The same goes for sub-directories. If there’s no file named “/dir”, the URL http://example.com/dir points to Null too. If you’ve a directory named “/dir”, the canonical URL http://example.com/dir/ either points to a directory index page (an autogenerated list of all files) or the directory’s default document “index.(html|htm|shtml|php|…)”. A request of http://example.com/dir -without the trailing slash that tells the Web server that the request is for a directory’s index- resolves to “not found”.
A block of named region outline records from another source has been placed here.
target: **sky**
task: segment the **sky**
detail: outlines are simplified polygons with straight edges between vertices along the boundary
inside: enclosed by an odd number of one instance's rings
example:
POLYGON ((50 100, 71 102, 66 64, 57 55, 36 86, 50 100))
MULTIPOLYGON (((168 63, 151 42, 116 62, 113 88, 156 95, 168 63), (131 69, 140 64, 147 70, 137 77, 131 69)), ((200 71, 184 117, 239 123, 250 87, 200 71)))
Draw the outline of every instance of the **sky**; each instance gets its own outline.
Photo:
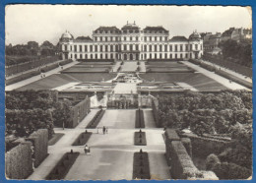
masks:
POLYGON ((44 40, 56 44, 63 32, 92 36, 100 26, 121 29, 136 23, 141 29, 162 26, 169 36, 223 32, 229 28, 251 28, 251 9, 238 6, 116 6, 116 5, 8 5, 6 44, 44 40))

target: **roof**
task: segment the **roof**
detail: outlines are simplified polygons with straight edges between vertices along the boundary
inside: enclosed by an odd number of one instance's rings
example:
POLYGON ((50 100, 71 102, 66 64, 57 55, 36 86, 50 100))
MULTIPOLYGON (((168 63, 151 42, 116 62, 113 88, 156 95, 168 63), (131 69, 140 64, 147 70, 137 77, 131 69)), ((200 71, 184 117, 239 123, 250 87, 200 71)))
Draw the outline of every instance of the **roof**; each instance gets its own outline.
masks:
POLYGON ((188 41, 188 39, 185 36, 173 36, 169 41, 175 42, 175 41, 188 41))
POLYGON ((168 30, 166 30, 164 28, 162 28, 161 26, 158 26, 158 27, 146 27, 144 30, 144 31, 165 31, 168 32, 168 30))
POLYGON ((224 32, 223 32, 222 36, 231 36, 231 33, 233 32, 234 28, 229 28, 229 30, 226 30, 224 32))
POLYGON ((76 42, 89 42, 89 41, 93 41, 93 39, 90 36, 78 36, 75 39, 76 42))
POLYGON ((96 29, 95 31, 109 31, 109 30, 112 30, 112 31, 120 31, 120 30, 118 28, 116 28, 115 26, 113 27, 99 27, 98 29, 96 29))

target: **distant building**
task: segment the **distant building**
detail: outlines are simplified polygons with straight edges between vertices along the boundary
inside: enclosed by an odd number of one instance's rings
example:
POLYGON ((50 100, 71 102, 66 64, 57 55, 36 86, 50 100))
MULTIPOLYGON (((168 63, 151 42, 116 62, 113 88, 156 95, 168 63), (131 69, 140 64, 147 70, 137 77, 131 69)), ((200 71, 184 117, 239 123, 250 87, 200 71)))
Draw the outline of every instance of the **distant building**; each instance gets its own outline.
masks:
POLYGON ((89 36, 74 36, 66 31, 59 39, 63 59, 189 59, 201 58, 203 39, 194 31, 189 38, 173 36, 162 27, 141 30, 135 23, 116 27, 99 27, 89 36))
POLYGON ((220 54, 222 49, 219 47, 221 41, 222 33, 217 32, 212 34, 212 32, 207 32, 204 34, 204 51, 209 54, 220 54))

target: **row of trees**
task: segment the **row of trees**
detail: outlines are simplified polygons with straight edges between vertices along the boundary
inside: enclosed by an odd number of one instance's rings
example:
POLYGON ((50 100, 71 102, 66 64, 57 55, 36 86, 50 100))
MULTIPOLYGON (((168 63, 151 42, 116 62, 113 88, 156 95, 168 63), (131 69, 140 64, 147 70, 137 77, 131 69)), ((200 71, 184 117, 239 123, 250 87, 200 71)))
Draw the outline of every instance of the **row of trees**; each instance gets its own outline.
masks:
POLYGON ((179 130, 190 127, 199 136, 228 136, 232 143, 218 154, 219 158, 222 162, 252 168, 252 92, 188 92, 159 96, 159 103, 161 126, 179 130))
POLYGON ((9 92, 6 93, 6 136, 29 137, 40 128, 52 136, 54 124, 72 120, 72 103, 58 101, 52 91, 9 92))
POLYGON ((237 42, 232 39, 220 42, 219 45, 223 50, 224 59, 232 59, 232 61, 241 65, 252 67, 252 40, 242 39, 237 42))

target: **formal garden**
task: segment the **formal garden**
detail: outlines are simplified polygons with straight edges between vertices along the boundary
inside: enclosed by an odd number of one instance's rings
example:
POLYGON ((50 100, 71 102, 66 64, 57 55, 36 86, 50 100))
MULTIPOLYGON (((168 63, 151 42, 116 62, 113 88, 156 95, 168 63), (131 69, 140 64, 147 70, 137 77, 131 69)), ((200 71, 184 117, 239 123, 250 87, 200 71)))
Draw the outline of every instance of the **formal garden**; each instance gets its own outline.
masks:
POLYGON ((245 179, 251 175, 252 92, 187 92, 160 95, 158 99, 155 119, 159 126, 176 129, 180 134, 189 129, 195 134, 189 136, 193 155, 203 158, 208 170, 220 179, 245 179))

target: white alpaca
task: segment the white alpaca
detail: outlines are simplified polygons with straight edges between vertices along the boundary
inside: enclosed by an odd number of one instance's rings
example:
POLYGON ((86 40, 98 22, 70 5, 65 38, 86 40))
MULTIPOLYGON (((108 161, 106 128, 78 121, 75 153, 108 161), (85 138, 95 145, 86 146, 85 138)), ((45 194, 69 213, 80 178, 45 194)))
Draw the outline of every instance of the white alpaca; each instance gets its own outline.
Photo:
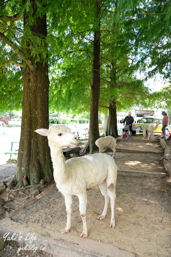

You must not reference a default document by its name! If you’ve links like http://example.com/index.html you can’t change the underlying technology without serious hassles. Say you’ve a static site with a file structure like /index.html, /contact/index.html, /about/index.html and so on. Tomorrow you’ll realize that static stuff sucks, hence you’ll develop a dynamic site with PHP. You’ll end up with new files: /index.php, /contact/index.php, /about/index.php and so on. If you’ve coded your internal links as http://example.com/contact/ etc. they’ll still work, without redirects from .html to .php. Just change the DirectoryIndex directive from “… index.html … index.php …” to “… index.php … index.html …”. (Of course you can configure Apache to parse .html files for PHP code, but that’s another story.)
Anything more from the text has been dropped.